Les Coptes représentent de 6 à 10% des quelque 80 millions d'Egyptiens.

«Quelqu'un veut faire exploser ce pays» et provoquer «une guerre civile religieuse» en Egypte, affirmait le quotidien pro-gouvernemental Rose el-Youssef.

Le journal indépendant Al-Chourouq évoquait la hantise d'une guerre civile: «Si le plan (des terroristes) marche comme prévu», l'Egypte pourrait s'embourber dans «un marécage semblable à ce qui s'est passé au Liban en avril 1975».

«Il ne sera possible de contenir l'impact de cet acte criminel (...) qu'en y faisant face de manière franche et courageuse, en ne se mettant pas la tête dans le sable» face aux tensions confessionnelles, écrit pour sa part Al-Masri Al-Yom à l'adresse des autorités.

La colère se lisait encore dimanche dans les rues. Au Caire, plusieurs dizaines de manifestants ont jeté des projectiles sur les policiers dans un quartier copte et selon la police, un millier de Coptes ont manifesté devant le ministère des Affaires étrangères et les locaux proches de la télévision d'Etat, perturbant la circulation et endommageant une dizaine de voitures.

Dans la province d'Assyout (sud), des Coptes ont pris à partie un musulman et détruit trois voitures dans le village d'Al-Izziya, selon un témoin.

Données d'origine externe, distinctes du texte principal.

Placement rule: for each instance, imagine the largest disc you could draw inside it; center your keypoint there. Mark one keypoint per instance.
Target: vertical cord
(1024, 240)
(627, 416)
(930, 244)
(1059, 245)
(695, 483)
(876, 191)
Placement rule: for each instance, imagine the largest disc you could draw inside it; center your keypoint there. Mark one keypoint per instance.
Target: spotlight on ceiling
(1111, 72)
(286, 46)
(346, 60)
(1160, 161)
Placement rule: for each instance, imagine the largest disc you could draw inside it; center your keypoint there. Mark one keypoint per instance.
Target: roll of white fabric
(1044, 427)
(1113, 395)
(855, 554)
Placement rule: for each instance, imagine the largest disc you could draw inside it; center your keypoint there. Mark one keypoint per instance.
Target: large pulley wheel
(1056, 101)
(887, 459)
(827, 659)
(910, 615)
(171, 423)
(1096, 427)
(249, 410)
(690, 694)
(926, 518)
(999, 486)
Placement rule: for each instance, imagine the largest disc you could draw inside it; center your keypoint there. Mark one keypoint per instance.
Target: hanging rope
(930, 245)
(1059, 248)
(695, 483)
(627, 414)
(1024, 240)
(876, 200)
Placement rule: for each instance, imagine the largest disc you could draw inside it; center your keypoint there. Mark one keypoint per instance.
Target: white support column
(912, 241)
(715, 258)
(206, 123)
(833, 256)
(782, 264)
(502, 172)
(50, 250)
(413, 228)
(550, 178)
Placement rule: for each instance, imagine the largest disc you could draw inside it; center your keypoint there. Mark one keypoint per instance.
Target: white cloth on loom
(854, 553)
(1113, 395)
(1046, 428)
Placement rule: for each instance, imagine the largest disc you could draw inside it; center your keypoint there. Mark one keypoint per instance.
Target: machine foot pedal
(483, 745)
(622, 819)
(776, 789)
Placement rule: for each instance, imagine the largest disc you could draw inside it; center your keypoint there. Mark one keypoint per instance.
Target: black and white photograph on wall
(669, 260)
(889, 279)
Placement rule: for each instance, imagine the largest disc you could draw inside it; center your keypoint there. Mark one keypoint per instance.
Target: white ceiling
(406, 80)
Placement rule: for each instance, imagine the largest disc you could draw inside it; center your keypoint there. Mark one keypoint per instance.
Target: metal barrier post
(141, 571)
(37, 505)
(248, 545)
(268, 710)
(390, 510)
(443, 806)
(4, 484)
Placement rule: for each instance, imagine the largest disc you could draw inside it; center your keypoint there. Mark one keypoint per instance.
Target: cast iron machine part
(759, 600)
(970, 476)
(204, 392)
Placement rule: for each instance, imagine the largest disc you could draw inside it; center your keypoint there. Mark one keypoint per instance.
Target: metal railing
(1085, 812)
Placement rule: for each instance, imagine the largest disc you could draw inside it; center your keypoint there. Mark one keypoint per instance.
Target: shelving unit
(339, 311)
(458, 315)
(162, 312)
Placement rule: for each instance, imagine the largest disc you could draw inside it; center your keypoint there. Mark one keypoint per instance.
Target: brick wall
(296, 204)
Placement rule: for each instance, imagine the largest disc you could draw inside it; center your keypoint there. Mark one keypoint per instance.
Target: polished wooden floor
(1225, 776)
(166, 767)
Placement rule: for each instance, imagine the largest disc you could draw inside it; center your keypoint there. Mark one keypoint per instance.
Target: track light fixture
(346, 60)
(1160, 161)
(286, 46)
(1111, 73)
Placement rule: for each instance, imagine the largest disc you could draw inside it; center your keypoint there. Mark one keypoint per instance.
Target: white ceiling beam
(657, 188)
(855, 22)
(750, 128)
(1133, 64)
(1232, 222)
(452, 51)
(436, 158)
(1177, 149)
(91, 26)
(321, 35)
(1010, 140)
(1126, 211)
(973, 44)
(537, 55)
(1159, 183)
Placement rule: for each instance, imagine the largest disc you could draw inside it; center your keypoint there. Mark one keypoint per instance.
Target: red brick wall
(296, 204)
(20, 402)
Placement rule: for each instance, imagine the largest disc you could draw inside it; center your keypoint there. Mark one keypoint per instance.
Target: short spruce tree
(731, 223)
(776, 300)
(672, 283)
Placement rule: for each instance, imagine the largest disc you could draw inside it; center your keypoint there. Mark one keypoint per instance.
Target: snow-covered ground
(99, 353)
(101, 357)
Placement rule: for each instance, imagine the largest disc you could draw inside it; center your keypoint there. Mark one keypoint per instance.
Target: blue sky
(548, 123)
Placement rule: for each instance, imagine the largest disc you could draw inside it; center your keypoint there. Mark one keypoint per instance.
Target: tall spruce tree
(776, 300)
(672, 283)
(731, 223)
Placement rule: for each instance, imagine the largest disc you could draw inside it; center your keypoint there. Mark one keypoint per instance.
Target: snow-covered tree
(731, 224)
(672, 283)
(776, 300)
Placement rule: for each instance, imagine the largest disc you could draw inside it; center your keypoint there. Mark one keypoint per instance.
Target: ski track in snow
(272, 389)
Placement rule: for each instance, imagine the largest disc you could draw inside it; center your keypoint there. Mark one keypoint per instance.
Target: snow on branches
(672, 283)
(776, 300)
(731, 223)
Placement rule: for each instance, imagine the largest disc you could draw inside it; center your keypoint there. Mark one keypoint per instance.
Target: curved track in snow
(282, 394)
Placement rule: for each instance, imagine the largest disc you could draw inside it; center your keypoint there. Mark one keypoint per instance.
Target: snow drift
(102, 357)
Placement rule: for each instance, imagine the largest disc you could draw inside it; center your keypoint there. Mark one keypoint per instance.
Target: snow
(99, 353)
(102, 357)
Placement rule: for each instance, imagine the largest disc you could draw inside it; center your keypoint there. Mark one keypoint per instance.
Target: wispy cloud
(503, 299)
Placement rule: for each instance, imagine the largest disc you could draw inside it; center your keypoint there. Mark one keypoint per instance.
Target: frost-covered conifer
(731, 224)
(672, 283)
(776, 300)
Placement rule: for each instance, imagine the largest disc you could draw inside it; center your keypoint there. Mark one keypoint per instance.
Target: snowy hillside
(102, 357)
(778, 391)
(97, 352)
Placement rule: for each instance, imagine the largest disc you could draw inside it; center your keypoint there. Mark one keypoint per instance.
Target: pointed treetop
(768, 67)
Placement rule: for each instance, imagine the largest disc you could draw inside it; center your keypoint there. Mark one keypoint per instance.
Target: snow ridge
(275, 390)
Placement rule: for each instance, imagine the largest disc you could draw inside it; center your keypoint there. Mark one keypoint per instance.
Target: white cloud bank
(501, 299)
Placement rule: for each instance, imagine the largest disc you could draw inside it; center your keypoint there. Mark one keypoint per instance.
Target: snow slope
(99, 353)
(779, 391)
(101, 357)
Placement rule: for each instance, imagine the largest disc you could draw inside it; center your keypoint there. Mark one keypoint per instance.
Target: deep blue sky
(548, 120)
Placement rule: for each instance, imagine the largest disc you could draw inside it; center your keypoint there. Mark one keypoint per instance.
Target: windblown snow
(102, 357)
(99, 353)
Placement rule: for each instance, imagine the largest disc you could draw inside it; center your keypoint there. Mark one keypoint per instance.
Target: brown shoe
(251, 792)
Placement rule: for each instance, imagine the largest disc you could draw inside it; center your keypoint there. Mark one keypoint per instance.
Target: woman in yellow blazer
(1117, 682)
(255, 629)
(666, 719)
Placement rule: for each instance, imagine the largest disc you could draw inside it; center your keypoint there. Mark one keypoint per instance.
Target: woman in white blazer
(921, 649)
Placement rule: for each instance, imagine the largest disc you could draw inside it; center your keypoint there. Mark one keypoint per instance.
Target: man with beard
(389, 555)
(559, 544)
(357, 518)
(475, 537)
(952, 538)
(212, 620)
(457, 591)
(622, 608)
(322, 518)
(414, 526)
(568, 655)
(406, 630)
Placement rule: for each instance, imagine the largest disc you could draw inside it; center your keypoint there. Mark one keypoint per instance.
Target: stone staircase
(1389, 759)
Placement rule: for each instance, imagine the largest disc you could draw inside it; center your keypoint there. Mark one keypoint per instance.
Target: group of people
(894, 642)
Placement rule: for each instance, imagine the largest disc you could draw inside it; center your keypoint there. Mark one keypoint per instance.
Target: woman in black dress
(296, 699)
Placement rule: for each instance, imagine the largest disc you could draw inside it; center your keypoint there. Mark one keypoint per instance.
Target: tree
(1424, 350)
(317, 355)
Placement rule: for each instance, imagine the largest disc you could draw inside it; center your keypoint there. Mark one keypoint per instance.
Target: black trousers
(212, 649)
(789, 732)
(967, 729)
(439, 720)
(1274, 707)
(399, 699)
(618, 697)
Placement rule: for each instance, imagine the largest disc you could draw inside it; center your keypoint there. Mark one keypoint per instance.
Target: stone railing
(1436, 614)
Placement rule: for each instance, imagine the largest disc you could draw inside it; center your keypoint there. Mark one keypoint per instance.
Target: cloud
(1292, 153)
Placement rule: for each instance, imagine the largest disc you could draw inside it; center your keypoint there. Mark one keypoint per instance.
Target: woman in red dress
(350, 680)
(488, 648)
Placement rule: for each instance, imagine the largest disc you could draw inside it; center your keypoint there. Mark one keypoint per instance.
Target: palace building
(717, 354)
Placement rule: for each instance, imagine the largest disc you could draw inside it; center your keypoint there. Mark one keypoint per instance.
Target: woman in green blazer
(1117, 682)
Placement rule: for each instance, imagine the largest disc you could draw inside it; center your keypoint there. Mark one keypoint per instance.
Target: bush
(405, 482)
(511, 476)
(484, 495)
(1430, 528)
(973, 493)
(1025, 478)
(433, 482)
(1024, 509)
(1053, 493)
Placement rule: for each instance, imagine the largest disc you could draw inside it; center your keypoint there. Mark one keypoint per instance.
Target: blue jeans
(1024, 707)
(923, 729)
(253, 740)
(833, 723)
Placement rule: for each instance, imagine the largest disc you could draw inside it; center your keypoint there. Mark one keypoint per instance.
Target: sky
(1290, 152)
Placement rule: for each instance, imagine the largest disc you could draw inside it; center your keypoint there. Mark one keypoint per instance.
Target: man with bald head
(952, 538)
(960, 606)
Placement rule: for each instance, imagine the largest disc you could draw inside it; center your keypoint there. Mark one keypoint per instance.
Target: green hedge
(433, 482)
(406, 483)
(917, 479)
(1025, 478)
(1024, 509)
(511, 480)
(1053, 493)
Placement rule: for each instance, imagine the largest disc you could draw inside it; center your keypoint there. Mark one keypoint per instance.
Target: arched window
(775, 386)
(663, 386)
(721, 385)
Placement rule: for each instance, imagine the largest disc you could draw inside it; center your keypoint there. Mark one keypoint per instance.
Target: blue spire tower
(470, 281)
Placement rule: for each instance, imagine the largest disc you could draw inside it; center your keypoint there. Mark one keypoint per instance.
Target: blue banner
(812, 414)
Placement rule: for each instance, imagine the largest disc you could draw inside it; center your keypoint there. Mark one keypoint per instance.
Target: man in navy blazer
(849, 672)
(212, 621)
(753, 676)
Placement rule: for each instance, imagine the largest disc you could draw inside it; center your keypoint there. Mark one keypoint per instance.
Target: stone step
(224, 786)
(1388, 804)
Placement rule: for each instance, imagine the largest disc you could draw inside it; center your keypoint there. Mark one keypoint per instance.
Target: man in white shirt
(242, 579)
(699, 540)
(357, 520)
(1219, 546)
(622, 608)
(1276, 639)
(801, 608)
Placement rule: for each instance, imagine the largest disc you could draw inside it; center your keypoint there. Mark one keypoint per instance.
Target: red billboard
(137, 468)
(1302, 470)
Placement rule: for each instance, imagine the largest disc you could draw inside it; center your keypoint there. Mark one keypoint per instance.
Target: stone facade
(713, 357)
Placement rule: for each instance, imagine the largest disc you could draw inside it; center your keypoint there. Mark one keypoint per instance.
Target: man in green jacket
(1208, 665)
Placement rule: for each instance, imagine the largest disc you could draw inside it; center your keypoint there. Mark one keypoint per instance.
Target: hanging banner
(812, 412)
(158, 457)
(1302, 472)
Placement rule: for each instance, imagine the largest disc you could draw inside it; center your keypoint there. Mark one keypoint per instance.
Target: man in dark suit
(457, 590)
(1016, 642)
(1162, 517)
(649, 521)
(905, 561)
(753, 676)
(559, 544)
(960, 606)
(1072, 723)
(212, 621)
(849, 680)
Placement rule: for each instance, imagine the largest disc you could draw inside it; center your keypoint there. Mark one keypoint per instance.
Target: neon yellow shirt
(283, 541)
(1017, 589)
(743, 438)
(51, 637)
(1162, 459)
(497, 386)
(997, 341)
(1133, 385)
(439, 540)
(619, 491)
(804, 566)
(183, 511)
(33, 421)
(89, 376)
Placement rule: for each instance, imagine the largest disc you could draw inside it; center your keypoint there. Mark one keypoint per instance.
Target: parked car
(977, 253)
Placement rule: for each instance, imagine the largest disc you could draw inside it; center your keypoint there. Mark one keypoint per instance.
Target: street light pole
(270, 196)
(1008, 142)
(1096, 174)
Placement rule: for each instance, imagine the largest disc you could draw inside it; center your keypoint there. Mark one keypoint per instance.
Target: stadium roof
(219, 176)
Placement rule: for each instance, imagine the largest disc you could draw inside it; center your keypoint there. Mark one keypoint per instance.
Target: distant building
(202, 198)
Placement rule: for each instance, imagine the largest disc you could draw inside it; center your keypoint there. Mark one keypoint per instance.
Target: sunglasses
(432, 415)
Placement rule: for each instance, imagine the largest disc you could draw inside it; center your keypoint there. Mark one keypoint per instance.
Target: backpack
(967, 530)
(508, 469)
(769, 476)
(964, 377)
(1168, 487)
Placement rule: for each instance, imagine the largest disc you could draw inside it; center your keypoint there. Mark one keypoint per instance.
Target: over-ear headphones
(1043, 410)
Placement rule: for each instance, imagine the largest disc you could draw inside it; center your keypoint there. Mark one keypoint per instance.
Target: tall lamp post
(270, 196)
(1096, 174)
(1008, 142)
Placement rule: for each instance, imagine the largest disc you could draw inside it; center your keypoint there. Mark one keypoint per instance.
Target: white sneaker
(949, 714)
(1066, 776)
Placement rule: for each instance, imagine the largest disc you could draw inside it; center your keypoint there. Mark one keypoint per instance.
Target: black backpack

Selon le ministère de l'Intérieur, l'attentat est «probablement» l'oeuvre d'un kamikaze portant des explosifs de fabrication locale, mais commandité par «des éléments extérieurs». Le président Hosni Moubarak a lui-même mis en cause des «mains étrangères».

Selon un responsable des services de sécurité, 20 personnes ont été détenues pour interrogatoire.

Le pape Benoît XVI a exprimé dimanche sa «douleur» face à «ce geste lâche de mort», qui «offense Dieu et l'humanité tout entière». A Genève, le Conseil oecuménique des Eglises a condamné une «terrible attaque contre des fidèles innocents».

La veille, le pape avait appelé les dirigeants du monde à protéger les chrétiens, une «ingérence inacceptable», a jugé le grand imam d'Al-Azhar, Ahmed al-Tayyeb.

L'Italie a demandé dimanche que la question des violences et discriminations contre les chrétiens dans le monde soit au menu du conseil des ministres européens des Affaires étrangères prévu le 31 janvier.

Samedi, le président américain Barack Obama avait estimé que les responsables de l'attentat n'avaient «aucun respect pour la vie et la dignité humaine». Paris, Londres et de nombreuses capitales du Moyen-Orient ont également condamné l'attaque.

L'attentat n'a pas été revendiqué, mais la piste d'Al-Qaïda est évoquée par les autorités qui rappellent que l'organisation, qui avait revendiqué l'attentat meurtrier du 31 octobre contre une cathédrale de Bagdad, avait proféré des menaces contre les chrétiens d'Egypte.

Le patriarche copte orthodoxe Chenouda III a dénoncé un acte «terroriste» et «lâche» «visant à déstabiliser le pays». Les principales personnalités religieuses musulmanes égyptiennes, de même que les Frères musulmans, ont aussi émis des condamnations.